Smuckers battles bloggers over flour
CLEVELAND (AP) — J.M. Smucker Co. is trying to get out of a jam with fans of White Lily flour, a 125-year-old brand that Smucker acquired in 2006 and has recently been the subject of wild rumors fueled by bloggers.
The packaging calls White Lily “a Southern tradition since 1883,” so purists were alarmed when the original but aging White Lily mill in Knoxville, Tenn., was closed at the end of June. Online critics bemoaned the fact that the flour is now produced exclusively up north — in northwest Ohio — and have threatened a boycott.
“Smucker’s is dead to me,” one blogger wrote. “With a name like that, it used to be good.”
Some loyalists of the specialty flour have taken to hoarding it, buying five and six bags at a time out of fear that it is changing.
Facing a brouhaha in the baking aisle, Smucker, the Orrville, Ohio-based company best known for its jams and jellies, posted a message on the White Lily brand Web site to try to set things straight.

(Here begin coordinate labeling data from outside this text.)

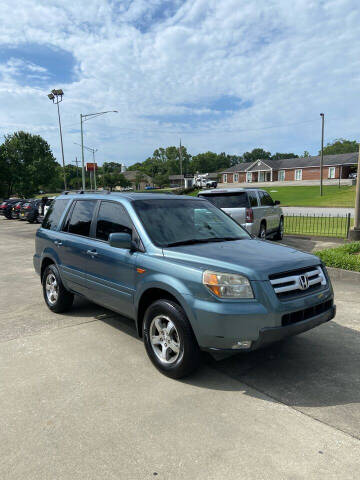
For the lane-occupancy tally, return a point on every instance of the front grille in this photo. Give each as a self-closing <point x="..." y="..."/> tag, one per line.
<point x="300" y="315"/>
<point x="298" y="282"/>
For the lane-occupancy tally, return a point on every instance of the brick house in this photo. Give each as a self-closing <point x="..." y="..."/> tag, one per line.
<point x="291" y="169"/>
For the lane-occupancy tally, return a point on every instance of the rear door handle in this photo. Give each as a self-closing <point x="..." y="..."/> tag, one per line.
<point x="93" y="253"/>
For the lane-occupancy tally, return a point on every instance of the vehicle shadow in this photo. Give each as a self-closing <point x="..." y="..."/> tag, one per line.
<point x="318" y="368"/>
<point x="315" y="369"/>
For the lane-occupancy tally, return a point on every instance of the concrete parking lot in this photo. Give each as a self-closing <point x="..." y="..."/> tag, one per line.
<point x="80" y="400"/>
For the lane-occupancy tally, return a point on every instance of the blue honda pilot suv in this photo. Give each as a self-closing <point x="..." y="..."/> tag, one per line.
<point x="189" y="276"/>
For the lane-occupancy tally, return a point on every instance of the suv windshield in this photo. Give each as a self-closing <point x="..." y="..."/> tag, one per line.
<point x="228" y="200"/>
<point x="174" y="222"/>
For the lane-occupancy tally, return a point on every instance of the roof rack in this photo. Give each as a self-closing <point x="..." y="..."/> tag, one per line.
<point x="74" y="192"/>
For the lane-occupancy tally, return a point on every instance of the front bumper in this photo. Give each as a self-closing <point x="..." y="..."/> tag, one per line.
<point x="222" y="325"/>
<point x="274" y="334"/>
<point x="270" y="335"/>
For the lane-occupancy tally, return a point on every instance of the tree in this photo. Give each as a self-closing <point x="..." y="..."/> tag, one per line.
<point x="256" y="154"/>
<point x="161" y="180"/>
<point x="340" y="145"/>
<point x="280" y="156"/>
<point x="112" y="180"/>
<point x="111" y="167"/>
<point x="139" y="178"/>
<point x="28" y="164"/>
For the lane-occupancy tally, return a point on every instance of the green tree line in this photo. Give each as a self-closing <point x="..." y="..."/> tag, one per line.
<point x="27" y="165"/>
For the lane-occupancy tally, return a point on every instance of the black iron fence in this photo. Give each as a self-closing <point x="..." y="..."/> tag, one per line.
<point x="323" y="225"/>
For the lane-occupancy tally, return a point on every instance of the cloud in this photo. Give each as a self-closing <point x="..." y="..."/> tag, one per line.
<point x="226" y="76"/>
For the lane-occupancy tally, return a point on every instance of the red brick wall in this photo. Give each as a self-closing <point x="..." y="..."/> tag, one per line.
<point x="310" y="173"/>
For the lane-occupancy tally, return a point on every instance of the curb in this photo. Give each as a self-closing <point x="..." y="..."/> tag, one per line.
<point x="345" y="275"/>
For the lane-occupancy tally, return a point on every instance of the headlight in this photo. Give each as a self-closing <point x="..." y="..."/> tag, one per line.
<point x="227" y="285"/>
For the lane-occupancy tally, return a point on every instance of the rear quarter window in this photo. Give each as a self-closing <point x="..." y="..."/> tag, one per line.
<point x="228" y="200"/>
<point x="54" y="214"/>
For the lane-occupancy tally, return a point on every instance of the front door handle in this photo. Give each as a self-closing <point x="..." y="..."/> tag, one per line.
<point x="93" y="253"/>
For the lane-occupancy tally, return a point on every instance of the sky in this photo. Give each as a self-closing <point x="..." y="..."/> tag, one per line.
<point x="225" y="76"/>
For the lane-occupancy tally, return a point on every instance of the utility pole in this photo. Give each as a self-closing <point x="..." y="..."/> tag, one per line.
<point x="92" y="173"/>
<point x="94" y="168"/>
<point x="340" y="174"/>
<point x="84" y="118"/>
<point x="82" y="154"/>
<point x="77" y="172"/>
<point x="180" y="156"/>
<point x="56" y="97"/>
<point x="322" y="153"/>
<point x="354" y="234"/>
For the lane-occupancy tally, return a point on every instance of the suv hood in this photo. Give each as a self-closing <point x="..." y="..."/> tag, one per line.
<point x="257" y="259"/>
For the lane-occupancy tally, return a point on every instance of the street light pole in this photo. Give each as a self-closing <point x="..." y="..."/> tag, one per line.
<point x="95" y="188"/>
<point x="82" y="154"/>
<point x="84" y="118"/>
<point x="180" y="157"/>
<point x="322" y="153"/>
<point x="93" y="150"/>
<point x="56" y="97"/>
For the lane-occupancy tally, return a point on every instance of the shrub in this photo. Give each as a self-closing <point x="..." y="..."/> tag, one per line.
<point x="347" y="256"/>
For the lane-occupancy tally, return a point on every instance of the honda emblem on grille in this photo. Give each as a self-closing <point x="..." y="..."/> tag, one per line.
<point x="303" y="282"/>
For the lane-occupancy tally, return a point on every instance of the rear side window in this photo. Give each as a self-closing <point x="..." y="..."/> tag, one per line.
<point x="253" y="199"/>
<point x="79" y="221"/>
<point x="228" y="200"/>
<point x="265" y="199"/>
<point x="112" y="218"/>
<point x="54" y="213"/>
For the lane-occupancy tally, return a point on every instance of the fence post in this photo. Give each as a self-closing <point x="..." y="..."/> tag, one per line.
<point x="348" y="225"/>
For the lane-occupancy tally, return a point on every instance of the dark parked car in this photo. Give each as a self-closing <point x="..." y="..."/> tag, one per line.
<point x="189" y="276"/>
<point x="6" y="207"/>
<point x="30" y="210"/>
<point x="15" y="211"/>
<point x="34" y="210"/>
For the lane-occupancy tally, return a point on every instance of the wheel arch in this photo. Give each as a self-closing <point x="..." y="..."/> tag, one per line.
<point x="46" y="261"/>
<point x="148" y="297"/>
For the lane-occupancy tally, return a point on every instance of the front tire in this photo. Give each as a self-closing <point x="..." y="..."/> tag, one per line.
<point x="57" y="298"/>
<point x="169" y="340"/>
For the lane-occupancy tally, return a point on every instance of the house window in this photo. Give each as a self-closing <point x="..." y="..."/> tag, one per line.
<point x="298" y="174"/>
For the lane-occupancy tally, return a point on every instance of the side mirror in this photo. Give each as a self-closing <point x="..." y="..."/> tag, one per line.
<point x="121" y="240"/>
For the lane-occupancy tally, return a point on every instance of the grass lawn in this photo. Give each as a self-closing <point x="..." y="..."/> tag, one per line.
<point x="347" y="256"/>
<point x="333" y="196"/>
<point x="309" y="196"/>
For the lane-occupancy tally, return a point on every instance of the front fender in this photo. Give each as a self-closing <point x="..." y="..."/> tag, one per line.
<point x="174" y="286"/>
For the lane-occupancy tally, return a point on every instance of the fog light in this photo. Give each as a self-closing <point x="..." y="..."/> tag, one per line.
<point x="245" y="344"/>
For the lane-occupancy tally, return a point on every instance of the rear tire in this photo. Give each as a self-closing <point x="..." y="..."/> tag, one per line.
<point x="280" y="233"/>
<point x="57" y="298"/>
<point x="169" y="340"/>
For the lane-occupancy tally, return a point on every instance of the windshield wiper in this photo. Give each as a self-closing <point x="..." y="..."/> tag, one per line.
<point x="193" y="241"/>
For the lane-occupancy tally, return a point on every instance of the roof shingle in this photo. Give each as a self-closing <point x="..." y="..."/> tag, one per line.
<point x="301" y="162"/>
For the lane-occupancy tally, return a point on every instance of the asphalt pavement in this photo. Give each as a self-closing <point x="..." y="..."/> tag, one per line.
<point x="80" y="400"/>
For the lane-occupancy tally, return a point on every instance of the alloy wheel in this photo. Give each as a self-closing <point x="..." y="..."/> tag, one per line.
<point x="164" y="339"/>
<point x="52" y="289"/>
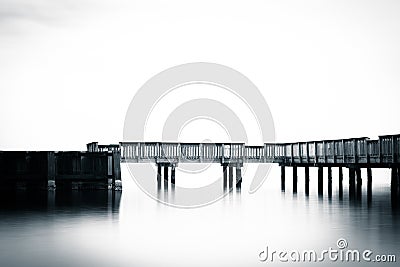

“Throughout its history the ownership of the White Lily brand has changed hands numerous times,” the message read. The note went on to explain that the Ohio mill isn’t new but has been producing the flour for years and is closer to the growing fields in Ohio, Indiana and Michigan, where the soft red winter wheat used to make White Lily has always come from.
White Lily “is considered an institution as far as Southerners are concerned and is the only flour that Southerners use for biscuits,” said Robert Carter, executive chef of the Peninsula Grill in Charleston, S.C.